Jenea McCammon

Personal information
- Born: 9 June 1991 (age 35)

Sport
- Sport: Track and field

Medal record
Representing Guyana
South American Games
| Bronze medal – third place | 2018 Cochabamba | 100m hurdles |

= Jenea McCammon =

Guyanese hurdler

Jenea Stacia McCammon (born 9 June 1991) is a Guyanese hurdler who competes in both 100 and 400 metres hurdles.

She represents Guyana since 2014. In the 100 metres hurdles she finished fourth at the 2017 South American Championships, won the bronze medal at the 2018 South American Games and finished seventh at the 2018 Central American and Caribbean Games.

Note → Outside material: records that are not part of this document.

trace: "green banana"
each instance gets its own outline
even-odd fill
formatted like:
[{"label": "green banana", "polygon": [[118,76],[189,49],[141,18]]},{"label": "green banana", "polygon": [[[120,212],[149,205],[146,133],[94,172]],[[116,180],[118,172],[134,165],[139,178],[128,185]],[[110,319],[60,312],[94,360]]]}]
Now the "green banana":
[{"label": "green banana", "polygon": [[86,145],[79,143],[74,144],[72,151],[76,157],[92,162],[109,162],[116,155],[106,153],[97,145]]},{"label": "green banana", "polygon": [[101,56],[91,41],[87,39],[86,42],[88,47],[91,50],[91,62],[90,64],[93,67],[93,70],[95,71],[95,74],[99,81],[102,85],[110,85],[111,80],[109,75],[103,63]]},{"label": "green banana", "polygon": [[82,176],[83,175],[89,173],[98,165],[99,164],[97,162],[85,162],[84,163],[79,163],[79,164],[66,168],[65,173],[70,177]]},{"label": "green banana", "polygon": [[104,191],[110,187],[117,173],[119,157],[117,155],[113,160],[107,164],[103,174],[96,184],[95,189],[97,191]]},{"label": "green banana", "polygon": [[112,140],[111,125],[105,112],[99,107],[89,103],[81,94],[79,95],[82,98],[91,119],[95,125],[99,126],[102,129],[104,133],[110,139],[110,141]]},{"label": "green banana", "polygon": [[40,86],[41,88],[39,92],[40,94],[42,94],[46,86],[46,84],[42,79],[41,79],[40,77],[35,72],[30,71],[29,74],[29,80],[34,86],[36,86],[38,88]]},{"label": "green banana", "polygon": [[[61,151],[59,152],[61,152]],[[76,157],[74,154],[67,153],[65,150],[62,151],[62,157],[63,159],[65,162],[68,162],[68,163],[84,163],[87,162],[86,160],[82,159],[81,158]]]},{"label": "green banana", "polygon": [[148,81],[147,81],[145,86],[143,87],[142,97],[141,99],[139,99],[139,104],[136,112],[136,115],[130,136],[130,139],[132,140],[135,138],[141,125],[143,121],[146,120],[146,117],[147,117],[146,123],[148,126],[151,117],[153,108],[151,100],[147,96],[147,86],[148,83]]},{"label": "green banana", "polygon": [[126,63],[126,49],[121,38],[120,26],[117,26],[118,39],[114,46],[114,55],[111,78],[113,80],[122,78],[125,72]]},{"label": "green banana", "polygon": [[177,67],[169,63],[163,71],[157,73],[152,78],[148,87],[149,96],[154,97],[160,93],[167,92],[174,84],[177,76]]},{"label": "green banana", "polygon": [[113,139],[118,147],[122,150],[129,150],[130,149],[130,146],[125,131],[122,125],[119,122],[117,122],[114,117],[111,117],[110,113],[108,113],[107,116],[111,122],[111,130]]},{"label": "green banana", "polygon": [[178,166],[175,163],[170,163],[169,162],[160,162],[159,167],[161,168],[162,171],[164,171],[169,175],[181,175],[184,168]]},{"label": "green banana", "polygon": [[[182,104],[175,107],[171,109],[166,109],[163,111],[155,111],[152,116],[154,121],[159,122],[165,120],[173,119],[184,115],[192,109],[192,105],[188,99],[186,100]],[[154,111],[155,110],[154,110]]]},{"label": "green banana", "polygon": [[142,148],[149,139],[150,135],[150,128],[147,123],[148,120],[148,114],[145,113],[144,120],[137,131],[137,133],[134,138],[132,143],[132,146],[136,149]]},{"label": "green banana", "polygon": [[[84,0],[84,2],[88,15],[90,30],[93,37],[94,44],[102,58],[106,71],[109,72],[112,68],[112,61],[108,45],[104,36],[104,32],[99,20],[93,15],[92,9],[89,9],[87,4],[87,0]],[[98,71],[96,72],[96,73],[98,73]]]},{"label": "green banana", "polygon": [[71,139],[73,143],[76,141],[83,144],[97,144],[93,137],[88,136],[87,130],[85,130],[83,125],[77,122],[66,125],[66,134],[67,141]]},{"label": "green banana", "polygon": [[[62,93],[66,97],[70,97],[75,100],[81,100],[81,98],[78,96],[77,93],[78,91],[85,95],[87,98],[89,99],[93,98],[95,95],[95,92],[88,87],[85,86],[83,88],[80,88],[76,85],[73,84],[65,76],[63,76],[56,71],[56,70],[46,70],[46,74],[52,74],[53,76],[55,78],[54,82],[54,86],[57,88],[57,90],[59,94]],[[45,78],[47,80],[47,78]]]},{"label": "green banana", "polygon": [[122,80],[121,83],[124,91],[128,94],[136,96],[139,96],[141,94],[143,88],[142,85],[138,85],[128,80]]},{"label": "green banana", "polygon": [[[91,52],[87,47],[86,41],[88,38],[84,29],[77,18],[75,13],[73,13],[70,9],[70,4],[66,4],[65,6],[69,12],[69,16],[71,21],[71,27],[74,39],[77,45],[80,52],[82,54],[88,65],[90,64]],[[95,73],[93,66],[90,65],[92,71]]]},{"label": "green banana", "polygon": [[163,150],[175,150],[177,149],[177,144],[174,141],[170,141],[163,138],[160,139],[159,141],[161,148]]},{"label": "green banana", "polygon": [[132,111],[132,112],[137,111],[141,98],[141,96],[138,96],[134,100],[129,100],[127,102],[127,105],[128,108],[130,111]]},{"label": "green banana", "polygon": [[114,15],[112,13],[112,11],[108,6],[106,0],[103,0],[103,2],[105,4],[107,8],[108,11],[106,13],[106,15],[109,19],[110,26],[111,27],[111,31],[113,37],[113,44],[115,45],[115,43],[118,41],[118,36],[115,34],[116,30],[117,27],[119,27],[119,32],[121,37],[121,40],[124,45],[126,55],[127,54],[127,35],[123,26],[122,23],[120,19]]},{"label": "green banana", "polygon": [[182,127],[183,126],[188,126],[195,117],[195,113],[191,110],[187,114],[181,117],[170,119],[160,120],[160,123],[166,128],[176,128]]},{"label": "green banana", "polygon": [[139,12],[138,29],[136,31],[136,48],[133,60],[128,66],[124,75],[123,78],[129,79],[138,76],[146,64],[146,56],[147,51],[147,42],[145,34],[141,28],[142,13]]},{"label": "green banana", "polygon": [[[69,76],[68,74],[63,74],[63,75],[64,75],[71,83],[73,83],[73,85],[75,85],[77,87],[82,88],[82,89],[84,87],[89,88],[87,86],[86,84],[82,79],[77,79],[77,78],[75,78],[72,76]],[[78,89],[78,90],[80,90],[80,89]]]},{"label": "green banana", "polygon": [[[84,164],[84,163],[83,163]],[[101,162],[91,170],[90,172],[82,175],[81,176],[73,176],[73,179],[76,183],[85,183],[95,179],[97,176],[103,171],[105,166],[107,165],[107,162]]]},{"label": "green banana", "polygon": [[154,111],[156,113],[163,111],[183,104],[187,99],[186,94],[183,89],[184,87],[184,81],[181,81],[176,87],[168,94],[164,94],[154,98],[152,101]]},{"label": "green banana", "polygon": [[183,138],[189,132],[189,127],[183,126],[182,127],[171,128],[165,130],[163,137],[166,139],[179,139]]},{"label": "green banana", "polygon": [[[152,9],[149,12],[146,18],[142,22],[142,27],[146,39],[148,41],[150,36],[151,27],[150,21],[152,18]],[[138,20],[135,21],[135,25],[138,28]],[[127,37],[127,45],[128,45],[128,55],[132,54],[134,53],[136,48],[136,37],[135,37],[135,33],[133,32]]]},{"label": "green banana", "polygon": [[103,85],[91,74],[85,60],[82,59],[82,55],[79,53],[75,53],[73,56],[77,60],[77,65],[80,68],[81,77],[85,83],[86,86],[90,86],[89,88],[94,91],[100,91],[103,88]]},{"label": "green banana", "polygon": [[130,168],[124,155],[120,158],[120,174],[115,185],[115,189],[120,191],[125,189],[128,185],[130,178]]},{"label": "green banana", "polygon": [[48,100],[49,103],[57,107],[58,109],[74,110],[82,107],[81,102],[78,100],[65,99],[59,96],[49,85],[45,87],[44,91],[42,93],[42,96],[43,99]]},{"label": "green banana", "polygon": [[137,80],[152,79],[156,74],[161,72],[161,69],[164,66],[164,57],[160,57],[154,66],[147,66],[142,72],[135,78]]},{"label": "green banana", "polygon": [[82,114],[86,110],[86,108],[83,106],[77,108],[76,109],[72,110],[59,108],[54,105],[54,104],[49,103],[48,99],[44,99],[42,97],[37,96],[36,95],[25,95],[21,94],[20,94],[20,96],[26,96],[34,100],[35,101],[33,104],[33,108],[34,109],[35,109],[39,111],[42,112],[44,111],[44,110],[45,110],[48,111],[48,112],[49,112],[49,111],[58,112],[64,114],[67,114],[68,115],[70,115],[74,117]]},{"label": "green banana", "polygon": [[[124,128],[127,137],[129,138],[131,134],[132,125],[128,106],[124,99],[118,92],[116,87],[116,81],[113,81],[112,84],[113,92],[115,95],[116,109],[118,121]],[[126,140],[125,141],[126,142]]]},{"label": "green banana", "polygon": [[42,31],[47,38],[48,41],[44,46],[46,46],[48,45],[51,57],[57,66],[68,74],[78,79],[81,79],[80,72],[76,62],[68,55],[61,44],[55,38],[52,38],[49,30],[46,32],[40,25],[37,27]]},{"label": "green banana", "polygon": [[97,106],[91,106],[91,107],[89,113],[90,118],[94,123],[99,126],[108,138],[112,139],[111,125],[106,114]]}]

In the 400 metres hurdles she finished fifth at the 2017 South American Championships. She also competed at the 2015 Pan American Games without reaching the final.

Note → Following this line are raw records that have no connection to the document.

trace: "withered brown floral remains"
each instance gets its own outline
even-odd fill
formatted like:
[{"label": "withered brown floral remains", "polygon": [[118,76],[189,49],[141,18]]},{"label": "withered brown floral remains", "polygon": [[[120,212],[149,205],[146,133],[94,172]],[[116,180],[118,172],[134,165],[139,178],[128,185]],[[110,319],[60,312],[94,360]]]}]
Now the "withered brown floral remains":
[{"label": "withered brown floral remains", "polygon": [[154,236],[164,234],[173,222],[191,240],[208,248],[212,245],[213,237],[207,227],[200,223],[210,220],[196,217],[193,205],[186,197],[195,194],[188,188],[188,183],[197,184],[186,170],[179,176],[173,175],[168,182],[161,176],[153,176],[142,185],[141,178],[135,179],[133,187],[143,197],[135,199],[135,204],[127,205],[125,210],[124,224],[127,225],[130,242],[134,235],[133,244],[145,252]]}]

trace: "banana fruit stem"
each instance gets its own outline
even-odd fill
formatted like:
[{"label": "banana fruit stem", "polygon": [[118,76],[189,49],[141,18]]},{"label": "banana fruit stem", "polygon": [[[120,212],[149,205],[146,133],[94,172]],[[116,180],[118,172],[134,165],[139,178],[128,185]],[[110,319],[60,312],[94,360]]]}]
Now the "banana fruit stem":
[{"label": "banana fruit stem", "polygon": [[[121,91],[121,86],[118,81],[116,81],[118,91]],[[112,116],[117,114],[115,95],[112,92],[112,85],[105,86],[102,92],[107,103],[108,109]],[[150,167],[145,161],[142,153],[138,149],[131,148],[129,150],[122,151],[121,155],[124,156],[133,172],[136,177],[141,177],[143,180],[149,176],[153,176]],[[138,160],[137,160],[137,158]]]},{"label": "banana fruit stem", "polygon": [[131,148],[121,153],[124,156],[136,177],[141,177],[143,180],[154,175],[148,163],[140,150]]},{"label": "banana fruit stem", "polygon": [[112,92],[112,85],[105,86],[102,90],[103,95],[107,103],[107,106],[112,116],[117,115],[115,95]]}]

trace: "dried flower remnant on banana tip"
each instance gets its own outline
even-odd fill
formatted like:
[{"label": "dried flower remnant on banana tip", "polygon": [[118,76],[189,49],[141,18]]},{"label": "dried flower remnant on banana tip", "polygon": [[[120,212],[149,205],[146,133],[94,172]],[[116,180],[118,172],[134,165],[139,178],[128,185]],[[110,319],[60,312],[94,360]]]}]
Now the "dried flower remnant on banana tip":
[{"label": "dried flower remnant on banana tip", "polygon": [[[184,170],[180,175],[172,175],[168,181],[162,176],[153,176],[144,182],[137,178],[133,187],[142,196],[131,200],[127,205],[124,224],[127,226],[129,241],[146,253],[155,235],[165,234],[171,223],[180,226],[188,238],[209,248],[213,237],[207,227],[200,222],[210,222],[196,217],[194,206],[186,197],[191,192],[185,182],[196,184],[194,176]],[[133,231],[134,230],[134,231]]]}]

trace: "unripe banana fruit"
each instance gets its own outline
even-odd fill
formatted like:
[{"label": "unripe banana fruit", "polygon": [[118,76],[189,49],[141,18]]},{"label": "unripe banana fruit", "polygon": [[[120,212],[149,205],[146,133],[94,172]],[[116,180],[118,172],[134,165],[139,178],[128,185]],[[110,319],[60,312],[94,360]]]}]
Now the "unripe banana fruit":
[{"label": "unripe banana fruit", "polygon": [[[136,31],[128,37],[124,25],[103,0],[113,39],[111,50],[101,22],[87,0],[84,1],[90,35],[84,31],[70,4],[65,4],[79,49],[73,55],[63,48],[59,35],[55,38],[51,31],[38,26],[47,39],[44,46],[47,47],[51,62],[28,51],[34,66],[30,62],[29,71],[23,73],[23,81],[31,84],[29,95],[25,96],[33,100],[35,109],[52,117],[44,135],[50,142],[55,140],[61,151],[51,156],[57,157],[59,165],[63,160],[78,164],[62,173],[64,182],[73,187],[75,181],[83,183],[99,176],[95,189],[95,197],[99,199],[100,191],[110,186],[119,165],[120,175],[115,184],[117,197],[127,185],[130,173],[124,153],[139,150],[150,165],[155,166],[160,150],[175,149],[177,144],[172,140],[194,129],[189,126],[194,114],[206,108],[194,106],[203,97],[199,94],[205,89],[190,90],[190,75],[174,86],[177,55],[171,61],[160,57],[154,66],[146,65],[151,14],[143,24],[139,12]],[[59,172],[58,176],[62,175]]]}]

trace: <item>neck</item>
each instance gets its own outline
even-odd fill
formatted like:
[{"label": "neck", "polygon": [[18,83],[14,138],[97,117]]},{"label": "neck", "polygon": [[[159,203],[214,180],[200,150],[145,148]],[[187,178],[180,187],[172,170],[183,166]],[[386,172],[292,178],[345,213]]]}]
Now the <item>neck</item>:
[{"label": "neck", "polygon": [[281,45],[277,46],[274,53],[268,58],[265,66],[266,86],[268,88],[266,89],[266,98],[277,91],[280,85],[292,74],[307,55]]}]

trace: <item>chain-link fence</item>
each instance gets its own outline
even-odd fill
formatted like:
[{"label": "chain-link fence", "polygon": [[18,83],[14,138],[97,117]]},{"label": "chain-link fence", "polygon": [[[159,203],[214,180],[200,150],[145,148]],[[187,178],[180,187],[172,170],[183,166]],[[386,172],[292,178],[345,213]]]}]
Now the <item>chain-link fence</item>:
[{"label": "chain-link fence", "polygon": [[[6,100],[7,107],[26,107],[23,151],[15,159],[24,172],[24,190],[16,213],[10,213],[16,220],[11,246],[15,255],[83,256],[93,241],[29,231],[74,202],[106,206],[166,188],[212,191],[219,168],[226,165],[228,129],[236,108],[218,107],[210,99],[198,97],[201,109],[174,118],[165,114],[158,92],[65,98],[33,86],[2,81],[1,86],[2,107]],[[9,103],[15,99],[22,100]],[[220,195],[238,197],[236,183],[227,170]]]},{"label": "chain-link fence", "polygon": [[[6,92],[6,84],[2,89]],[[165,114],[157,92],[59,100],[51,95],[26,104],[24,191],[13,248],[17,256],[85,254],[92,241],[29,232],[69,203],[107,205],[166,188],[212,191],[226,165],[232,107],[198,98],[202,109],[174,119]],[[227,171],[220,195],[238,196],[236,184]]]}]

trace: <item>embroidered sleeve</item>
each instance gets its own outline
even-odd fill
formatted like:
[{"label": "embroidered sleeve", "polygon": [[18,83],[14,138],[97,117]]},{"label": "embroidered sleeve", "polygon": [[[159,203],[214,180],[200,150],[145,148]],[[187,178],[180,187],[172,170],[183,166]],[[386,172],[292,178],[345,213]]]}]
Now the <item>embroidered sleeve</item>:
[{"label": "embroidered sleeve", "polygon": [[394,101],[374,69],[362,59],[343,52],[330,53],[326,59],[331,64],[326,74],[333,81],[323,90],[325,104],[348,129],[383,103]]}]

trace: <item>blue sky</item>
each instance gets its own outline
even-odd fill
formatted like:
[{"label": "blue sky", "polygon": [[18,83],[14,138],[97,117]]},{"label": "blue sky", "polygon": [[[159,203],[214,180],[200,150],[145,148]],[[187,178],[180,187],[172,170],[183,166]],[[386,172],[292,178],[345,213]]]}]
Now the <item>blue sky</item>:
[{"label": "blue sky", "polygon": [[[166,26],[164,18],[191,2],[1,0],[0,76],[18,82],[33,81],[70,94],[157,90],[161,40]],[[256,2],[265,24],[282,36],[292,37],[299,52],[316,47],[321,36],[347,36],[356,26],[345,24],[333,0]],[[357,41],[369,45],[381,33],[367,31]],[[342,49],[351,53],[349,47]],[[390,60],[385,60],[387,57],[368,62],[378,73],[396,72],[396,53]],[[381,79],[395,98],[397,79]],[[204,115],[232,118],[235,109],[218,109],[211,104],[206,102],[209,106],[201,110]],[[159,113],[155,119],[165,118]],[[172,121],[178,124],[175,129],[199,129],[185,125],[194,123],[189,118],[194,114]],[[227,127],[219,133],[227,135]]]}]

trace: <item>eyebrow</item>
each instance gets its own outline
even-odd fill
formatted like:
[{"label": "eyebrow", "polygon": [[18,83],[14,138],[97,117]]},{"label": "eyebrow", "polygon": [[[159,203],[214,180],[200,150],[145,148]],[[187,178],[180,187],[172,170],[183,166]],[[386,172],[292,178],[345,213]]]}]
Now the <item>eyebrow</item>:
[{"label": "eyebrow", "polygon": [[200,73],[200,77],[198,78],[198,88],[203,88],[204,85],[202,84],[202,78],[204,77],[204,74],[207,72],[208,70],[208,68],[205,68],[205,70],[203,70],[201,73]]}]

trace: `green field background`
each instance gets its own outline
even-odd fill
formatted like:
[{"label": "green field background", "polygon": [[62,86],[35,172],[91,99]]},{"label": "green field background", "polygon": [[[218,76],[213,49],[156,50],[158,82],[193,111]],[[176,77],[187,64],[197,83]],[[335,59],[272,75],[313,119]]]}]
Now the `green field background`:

Her personal best times are 13.27 seconds in the 100 metres hurdles, achieved at the 2018 Central American and Caribbean Games in Barranquilla; and 57.92 seconds in the 400 metres hurdles, achieved in May 2012 in Greensboro. The 100 m hurdles time is a Guyanese record, however her Guyanese 400 m hurdles record is 58.46 seconds from 2016 due to her representing the US when achieving her personal best.